For a while neither of us spoke. A quiet so absolute filled the room that I could hear the sound of each of us breathing. Gradually Brainbocs gathered himself together again.

‘There were five of them in the bomber. Mrs Llantrisant, Dai the Custard Pie, Herod Jenkins, Lovespoon and Frobisher. Lovespoon is actually Frobisher.’

‘The English volunteer?’

‘Yes. The real Lovespoon died when the Lancaster ditched in the Rio Caeriog after the mission. Or rather, he died soon after it. Apparently he wasn’t going to make it anyway, so they all helped him along a bit. They were all in it.
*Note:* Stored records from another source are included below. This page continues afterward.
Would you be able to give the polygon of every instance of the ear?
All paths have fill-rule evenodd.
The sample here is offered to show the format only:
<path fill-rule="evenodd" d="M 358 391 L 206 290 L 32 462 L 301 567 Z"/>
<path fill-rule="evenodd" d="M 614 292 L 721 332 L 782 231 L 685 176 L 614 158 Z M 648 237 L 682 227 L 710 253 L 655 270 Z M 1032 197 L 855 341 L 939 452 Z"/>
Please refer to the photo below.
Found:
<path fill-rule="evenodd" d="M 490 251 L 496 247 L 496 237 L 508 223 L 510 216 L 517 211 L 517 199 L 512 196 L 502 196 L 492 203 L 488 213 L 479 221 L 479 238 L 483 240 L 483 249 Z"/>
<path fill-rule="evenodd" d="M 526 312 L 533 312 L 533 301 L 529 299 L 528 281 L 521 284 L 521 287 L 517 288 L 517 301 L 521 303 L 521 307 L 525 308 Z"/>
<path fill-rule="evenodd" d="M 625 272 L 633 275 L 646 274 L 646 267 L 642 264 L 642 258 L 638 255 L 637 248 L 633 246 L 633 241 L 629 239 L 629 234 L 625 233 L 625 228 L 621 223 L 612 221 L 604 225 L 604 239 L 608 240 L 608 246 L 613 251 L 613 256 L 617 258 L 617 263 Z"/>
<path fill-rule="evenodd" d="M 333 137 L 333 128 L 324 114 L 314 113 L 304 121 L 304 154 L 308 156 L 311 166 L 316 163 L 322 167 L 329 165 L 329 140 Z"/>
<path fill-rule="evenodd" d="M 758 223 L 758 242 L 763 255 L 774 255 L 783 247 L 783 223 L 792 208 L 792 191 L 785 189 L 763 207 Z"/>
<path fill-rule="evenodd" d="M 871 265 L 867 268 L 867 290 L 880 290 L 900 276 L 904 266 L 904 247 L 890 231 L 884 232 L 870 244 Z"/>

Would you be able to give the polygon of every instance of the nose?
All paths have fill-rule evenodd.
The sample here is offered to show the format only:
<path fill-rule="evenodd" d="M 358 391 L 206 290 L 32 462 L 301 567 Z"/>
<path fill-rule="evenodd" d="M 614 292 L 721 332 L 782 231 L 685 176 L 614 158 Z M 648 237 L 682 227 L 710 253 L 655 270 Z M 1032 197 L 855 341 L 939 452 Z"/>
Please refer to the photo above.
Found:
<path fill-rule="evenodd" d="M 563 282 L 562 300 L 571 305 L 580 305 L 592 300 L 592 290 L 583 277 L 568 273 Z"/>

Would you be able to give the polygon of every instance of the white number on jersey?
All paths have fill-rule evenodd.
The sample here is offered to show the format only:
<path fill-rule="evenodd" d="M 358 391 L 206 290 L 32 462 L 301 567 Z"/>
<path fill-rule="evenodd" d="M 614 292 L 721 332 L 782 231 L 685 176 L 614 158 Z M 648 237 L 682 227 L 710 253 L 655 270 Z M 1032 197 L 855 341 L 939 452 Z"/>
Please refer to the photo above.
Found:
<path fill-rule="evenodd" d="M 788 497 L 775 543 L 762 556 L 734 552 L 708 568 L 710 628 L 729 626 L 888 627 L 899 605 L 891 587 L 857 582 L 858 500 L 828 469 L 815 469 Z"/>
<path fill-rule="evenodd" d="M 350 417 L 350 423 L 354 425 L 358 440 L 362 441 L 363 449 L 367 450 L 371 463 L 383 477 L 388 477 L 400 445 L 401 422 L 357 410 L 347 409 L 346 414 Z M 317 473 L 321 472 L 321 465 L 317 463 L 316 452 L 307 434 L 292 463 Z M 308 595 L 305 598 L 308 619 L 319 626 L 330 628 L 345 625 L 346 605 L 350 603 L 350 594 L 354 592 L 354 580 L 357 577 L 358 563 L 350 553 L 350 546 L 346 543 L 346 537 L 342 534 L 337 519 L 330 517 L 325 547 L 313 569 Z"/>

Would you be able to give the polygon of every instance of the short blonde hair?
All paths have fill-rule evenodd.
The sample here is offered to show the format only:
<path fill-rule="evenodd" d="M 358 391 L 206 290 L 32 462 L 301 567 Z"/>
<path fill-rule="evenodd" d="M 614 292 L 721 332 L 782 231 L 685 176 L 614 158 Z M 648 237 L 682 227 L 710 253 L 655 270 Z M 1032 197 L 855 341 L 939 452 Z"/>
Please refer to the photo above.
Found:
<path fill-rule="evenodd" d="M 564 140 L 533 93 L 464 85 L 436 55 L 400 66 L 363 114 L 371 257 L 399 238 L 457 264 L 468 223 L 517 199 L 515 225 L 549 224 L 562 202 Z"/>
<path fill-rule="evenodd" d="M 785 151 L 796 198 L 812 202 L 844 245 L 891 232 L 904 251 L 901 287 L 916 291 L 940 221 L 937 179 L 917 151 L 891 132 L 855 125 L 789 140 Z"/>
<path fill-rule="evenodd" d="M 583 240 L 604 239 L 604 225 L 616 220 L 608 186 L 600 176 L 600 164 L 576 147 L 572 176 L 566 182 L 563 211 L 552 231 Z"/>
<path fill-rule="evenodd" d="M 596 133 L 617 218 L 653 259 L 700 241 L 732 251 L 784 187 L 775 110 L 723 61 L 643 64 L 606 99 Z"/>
They hit on the plan to finish him off and Frobisher would take his identity. Then after the war they would share the money. The real Lovespoon was rich, you see. As the icing on the cake, they cut off his John Thomas and stuffed it in his mouth to make it look like the work of Indians.’

‘Don’t tell me, it was Herod who did that.’

‘Gwenno … er … Mrs Llantrisant actually.’

I nodded gently as I slowly absorbed the enormity of what he was telling me.

‘This is what Mrs Llantrisant told me during her deathbed confession. It might still have been OK. But I was so staggered by what I heard that right in the middle of the confession I cried out “fucking hell!”’ He smiled sadly. ‘I’ll say one thing for Mrs Llantrisant: she’s a smart woman. She knew instantly what was up. That was when I made my first mistake: my only one, in fact. I should have killed her right there in the bedroom.’ He looked at me. ‘I could, you know. I know how.’